Sí, pensó Adelia, conmovida. Había visto muchos casos así de paso por Salerno: un padre que llevaba la espada de su hijo, o viceversa, camino a Jerusalén -una cruzada en nombre de otro- como resultado de una penitencia o para cumplir un juramento propio o una promesa que sus muertos no pudieron satisfacer.
Tal vez uno o dos días antes no se habría conmovido tanto, pero la muerte de Simón y esa nueva e imprevista atracción parecían haberla sensibilizado frente al doloroso amor de toda la humanidad. Qué lamentable.

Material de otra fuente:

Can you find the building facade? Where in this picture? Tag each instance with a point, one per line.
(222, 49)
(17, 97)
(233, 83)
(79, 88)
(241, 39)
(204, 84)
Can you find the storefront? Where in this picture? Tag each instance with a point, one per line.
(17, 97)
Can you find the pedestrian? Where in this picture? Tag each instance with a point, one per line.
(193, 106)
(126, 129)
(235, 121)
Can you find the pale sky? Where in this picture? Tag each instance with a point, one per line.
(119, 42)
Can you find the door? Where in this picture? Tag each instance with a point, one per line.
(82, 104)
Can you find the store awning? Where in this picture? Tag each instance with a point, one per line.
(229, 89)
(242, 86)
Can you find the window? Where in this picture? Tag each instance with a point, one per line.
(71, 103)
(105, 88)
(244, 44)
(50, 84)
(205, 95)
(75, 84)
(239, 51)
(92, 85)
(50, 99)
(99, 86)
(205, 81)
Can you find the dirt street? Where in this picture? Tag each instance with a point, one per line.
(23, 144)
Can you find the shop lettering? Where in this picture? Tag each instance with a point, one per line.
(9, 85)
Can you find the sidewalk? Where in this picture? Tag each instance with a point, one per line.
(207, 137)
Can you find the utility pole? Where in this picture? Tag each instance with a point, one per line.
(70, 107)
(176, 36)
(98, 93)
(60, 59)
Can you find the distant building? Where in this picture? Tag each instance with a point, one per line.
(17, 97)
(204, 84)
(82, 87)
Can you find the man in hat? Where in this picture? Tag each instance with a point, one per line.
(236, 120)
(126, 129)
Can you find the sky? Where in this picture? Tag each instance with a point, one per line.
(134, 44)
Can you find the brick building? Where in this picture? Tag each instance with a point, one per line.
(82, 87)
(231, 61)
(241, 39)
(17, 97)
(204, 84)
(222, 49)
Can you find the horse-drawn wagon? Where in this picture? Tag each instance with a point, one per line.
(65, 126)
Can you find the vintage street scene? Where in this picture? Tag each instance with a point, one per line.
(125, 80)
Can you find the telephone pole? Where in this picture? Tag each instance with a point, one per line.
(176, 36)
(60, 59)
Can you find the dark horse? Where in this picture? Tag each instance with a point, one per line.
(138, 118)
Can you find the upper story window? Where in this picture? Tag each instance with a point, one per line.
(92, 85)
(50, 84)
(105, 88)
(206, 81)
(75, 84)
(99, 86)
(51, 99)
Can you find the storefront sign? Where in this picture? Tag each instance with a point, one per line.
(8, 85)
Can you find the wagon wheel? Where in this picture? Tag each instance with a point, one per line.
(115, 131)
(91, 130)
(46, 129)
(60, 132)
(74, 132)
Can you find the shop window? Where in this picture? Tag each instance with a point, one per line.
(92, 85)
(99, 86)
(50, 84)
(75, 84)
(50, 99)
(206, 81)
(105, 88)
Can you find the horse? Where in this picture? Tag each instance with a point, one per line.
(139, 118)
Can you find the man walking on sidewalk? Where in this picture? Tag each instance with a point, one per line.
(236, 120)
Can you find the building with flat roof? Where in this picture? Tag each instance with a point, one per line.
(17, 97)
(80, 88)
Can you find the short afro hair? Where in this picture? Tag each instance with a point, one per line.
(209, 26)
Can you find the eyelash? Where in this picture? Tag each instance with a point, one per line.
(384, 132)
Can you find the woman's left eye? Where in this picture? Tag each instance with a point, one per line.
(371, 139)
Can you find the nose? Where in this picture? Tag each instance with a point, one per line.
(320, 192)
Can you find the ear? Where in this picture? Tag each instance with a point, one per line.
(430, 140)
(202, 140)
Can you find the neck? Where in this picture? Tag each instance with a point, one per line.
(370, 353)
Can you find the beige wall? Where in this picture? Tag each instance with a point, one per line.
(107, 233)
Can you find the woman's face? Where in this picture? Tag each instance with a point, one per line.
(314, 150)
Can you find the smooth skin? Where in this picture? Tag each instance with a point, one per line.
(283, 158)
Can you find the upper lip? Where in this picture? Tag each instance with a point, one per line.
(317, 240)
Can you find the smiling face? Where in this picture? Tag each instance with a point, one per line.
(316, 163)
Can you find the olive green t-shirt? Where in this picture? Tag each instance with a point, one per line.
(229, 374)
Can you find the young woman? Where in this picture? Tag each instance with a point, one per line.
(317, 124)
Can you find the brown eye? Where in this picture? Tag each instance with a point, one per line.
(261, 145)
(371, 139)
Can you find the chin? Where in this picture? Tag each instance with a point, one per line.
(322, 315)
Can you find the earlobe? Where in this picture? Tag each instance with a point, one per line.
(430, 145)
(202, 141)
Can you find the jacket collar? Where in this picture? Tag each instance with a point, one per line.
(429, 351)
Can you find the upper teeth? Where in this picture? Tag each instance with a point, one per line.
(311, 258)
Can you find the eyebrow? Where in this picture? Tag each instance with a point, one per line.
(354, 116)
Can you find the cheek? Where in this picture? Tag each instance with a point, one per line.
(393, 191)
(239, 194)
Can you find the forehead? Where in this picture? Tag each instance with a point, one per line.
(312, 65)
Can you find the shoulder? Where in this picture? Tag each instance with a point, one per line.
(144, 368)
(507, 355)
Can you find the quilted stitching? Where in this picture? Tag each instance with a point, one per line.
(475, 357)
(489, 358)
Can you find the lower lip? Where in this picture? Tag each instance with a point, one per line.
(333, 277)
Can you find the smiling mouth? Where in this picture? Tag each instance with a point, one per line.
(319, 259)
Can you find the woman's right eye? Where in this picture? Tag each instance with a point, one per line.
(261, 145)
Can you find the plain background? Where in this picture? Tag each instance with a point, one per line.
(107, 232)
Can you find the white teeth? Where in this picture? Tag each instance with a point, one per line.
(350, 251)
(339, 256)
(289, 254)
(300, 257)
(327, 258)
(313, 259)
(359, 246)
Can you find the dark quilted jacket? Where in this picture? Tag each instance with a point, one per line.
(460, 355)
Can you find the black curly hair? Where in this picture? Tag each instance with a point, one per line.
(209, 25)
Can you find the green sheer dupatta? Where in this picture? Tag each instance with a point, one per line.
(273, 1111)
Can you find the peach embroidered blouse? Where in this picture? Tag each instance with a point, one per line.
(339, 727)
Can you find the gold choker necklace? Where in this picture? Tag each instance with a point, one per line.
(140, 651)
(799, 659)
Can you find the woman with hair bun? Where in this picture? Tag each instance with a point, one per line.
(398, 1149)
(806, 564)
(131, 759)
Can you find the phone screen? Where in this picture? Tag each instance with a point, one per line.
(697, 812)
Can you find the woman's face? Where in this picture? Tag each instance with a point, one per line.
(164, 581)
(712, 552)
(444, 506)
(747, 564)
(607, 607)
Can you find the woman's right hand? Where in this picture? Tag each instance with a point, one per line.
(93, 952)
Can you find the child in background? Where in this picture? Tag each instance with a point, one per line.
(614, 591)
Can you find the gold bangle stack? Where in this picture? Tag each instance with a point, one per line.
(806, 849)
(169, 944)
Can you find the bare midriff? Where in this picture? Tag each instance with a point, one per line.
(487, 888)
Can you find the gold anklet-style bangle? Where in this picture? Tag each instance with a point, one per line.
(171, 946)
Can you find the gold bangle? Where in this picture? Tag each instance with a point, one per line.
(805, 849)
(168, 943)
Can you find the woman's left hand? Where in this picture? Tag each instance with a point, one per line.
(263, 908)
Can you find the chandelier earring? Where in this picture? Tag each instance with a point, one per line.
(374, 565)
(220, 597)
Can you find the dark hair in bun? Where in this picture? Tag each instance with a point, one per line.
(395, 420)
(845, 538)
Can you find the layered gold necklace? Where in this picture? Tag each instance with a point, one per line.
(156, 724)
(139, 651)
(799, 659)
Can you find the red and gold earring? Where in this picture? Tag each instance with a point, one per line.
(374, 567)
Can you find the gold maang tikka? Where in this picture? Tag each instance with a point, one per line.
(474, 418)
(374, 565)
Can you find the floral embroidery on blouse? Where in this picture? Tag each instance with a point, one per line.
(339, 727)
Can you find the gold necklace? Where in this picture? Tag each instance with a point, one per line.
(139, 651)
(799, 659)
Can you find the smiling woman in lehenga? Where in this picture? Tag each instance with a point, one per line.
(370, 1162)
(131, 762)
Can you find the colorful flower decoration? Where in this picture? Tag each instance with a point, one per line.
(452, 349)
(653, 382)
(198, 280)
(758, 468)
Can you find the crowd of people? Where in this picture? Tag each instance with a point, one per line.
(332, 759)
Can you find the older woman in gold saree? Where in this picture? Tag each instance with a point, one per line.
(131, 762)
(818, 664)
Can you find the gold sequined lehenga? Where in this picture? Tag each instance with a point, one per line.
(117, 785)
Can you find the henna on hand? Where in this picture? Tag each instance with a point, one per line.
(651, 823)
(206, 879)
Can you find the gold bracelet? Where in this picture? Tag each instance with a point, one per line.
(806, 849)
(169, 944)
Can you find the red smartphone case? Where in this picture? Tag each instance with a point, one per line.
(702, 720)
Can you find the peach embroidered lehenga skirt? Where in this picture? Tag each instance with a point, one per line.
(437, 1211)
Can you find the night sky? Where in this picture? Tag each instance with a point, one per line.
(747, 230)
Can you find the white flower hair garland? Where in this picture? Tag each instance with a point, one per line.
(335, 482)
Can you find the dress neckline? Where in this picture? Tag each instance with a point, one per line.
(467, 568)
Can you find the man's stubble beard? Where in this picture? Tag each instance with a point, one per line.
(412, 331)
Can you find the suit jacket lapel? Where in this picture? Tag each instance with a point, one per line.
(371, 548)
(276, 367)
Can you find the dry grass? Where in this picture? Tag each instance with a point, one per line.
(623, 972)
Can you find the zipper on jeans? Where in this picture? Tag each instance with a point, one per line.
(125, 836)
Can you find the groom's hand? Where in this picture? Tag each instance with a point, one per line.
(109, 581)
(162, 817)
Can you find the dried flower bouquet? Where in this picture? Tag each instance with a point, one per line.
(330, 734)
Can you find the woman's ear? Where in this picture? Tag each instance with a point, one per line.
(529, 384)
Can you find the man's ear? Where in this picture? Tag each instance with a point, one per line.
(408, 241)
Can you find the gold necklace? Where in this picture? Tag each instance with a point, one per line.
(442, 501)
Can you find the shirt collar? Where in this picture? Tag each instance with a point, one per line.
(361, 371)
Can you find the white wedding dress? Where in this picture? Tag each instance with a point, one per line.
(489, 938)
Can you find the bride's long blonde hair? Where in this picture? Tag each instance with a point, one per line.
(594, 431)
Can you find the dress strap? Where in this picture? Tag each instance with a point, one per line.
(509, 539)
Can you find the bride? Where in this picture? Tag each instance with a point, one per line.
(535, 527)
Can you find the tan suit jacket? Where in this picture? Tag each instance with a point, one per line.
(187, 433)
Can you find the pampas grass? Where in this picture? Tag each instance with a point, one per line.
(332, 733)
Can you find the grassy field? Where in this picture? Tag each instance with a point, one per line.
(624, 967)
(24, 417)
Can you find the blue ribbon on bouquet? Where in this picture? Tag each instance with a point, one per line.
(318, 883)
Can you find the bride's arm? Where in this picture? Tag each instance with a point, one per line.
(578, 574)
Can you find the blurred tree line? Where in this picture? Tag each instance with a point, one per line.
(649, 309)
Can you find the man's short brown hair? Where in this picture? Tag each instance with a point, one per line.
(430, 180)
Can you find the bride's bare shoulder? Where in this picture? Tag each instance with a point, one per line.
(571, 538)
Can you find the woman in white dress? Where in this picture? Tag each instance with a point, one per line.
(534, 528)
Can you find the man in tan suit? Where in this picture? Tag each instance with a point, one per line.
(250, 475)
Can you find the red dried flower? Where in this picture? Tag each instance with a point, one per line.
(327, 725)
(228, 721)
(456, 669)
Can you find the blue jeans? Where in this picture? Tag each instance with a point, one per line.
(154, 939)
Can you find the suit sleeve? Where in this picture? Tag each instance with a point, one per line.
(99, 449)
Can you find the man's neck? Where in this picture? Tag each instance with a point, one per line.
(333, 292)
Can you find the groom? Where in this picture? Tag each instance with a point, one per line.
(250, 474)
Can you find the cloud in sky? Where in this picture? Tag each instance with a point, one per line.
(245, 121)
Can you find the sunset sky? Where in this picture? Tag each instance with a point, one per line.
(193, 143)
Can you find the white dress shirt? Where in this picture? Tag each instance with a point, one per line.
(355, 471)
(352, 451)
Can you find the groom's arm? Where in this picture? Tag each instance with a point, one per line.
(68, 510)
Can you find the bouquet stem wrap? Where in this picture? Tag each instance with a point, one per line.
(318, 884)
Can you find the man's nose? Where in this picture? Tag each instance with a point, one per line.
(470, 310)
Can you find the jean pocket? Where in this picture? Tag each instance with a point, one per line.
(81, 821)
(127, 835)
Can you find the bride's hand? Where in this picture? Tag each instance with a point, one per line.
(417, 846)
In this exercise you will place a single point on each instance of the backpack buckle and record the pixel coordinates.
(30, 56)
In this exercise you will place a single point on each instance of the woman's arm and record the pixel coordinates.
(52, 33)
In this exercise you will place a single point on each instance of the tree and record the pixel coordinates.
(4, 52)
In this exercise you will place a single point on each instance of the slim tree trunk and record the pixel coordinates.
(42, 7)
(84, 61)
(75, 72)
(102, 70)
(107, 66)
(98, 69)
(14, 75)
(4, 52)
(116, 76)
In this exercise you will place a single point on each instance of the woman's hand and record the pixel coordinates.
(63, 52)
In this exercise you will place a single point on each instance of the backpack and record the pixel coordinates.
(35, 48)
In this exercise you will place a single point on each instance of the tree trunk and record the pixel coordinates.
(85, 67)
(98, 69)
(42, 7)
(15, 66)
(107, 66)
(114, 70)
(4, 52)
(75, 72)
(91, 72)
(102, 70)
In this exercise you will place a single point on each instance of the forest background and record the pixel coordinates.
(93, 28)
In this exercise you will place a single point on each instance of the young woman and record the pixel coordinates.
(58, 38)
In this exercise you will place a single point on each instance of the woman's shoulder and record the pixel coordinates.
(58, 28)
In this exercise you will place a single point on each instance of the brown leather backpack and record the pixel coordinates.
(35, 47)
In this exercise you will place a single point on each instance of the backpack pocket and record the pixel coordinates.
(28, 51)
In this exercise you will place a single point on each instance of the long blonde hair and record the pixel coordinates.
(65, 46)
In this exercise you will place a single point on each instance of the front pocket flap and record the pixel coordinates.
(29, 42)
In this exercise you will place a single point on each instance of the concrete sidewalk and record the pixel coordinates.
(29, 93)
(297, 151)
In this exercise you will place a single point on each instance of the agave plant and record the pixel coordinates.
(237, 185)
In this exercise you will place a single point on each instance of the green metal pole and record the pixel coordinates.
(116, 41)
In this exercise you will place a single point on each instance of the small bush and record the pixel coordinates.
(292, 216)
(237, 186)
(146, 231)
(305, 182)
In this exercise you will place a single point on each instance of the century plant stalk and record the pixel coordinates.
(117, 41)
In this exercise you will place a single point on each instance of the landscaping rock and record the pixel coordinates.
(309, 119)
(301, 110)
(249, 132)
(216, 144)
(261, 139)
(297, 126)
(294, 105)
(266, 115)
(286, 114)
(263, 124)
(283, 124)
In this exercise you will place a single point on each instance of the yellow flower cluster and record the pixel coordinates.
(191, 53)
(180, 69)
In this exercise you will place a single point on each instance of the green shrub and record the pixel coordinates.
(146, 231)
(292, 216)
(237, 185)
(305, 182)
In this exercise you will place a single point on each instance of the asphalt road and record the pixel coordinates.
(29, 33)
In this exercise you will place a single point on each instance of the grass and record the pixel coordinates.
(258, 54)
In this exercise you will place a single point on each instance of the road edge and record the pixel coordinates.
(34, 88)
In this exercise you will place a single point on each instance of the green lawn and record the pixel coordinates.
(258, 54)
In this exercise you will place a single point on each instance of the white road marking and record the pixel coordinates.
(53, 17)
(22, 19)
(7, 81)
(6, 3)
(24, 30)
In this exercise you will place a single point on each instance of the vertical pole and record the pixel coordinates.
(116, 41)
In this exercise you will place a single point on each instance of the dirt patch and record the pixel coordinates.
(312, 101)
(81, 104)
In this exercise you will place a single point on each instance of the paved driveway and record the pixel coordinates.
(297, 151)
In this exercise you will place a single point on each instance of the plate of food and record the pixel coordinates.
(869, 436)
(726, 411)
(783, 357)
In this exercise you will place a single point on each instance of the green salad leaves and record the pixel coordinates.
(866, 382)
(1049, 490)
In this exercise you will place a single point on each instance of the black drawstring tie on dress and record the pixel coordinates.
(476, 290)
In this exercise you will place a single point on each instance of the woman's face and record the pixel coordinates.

– Durante mucho tiempo el rey se negó a enviar a alguien. Sostenía que Dios no le negaría el Paraíso a un niño de tres años por no haber cumplido un juramento. Pero la reina no le daba tregua y en consecuencia, hace unos siete años, eligió a Guiscard de Saumur, uno de sus tíos de la Casa de Anjou, para llevar la espada a Jerusalén. -Rowley volvió a sonreír para sus adentros-. Enrique siempre actúa con conocimiento de causa. Lord Guiscard era el candidato idóneo: fuerte, emprendedor y conocedor de Oriente, pero de mal carácter como todos los Anjou. Una disputa con uno de sus vasallos amenazaba la paz en Anjou, por lo que el rey pensó que si Guiscard estaba ausente durante un tiempo las cosas se calmarían. Un guardia montado lo acompañaría. Enrique pensaba también que debía enviar a uno de sus hombres con Guiscard, un hombre astuto, con habilidades diplomáticas, o, como él mismo declaró: «Alguien lo suficientemente fuerte para mantener al cabrón lejos de los problemas».
– ¿Vos? -preguntó Adelia.
– Yo -asintió Rowley-. Al mismo tiempo, Enrique me nombró caballero porque sería el encargado de transportar la espada. La propia Leonor la sujetó con una correa a mi espalda y desde ese día hasta que la dejé nuevamente en la tumba del pequeño Guillermo, nunca me aparté de ella. Por la noche, cuando me la quitaba, dormía con ella al lado. Y así, partimos hacia Jerusalén. -El nombre de esa ciudad se apoderó del jardín y de ellos dos, invadiendo el aire con la adoración y la agonía de tres religiones que mantenían una relación hostil, como astros que emiten su propia vibración mientras se precipitan hacia el choque-. Jerusalén -volvió a decir Rowley y citó a la reina de Saba-: «Yo no creía en ello hasta que he venido y lo han visto mis ojos. En realidad, no se me dijo ni la mitad» [19].